A clear dog grooming price list is one of the most profitable things you'll ever build for your salon. It sets expectations, ends the awkward "so how much is it?" phone dance, and protects your time from undercharging. This template gives you a ready structure to copy, real examples by breed and size, and the surcharges most groomers forget to add. Use it as a starting point, then adjust the numbers to your market, your skill level, and the demand in your area. Pricing is yours to own — this just gives you the skeleton.
Groomers who quote off the top of their head lose money two ways: they lowball to avoid an awkward moment, and they get talked down by clients who sense uncertainty. A written, posted price list does the negotiating for you. It signals professionalism, makes online booking possible, and gives you a confident answer when a client pushes back. It also makes training a new groomer or front-desk helper far easier, because the numbers don't live only in your head.
Don't price by a vague "small/medium/large" alone. The best grooming price lists combine breed or size, coat type, and the time the groom actually takes. A 12-pound Shih Tzu with a matted coat can take longer than a clean 60-pound Lab, so your structure should let you charge for reality, not just weight.
Start with a base full-groom price organized by size band, then layer coat complexity on top. Here's a sample structure you can adapt.
This is where margins live. Build a clear menu of add-ons and surcharges, and apply them without apology — they reflect real labor.
Use the ranges above as a frame, then anchor to your local market. Call a few competitors as a "shopper," check what salons in your zip code charge, and factor in your experience and demand. If you're booked out three weeks, your prices are too low.

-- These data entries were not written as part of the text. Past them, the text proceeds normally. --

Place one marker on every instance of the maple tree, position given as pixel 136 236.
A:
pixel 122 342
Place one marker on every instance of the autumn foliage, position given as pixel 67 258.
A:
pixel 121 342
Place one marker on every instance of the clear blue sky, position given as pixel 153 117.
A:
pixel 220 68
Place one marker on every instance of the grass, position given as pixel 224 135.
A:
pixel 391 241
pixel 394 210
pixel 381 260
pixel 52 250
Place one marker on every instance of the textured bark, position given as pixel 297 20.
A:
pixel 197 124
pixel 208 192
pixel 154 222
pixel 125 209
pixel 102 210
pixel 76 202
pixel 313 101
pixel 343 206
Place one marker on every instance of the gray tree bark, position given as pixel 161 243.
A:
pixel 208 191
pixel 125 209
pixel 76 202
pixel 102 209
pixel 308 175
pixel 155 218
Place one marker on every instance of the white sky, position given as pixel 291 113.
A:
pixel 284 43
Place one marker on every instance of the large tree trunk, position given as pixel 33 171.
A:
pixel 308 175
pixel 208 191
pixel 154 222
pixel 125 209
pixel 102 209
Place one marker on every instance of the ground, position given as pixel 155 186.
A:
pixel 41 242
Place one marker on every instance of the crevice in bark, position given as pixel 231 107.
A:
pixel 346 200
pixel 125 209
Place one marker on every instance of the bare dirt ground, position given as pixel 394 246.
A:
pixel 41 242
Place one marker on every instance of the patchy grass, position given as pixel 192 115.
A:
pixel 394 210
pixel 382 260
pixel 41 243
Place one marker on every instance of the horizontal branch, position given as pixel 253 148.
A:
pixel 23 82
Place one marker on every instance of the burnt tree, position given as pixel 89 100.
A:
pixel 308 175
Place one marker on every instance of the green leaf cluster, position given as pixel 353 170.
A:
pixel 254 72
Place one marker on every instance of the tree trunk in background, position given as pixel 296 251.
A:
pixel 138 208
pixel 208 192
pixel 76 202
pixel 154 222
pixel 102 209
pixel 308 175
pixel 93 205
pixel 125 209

Raise them annually — a small, predictable increase each year is easier for clients to accept than a sudden 30% jump after five frozen years.
A price list only pays off if clients see it and your booking reflects it. Post it on your website, include it in your intake conversation, and load it into your grooming software so online booking quotes the right service automatically. Tools like Teddy let you build your service menu with durations and prices so request-based bookings come in already matched to the correct service — MoeGo and DaySmart offer similar menu setups. Pair your price list with a solid intake form so coat condition and add-ons are documented before the dog's on the table.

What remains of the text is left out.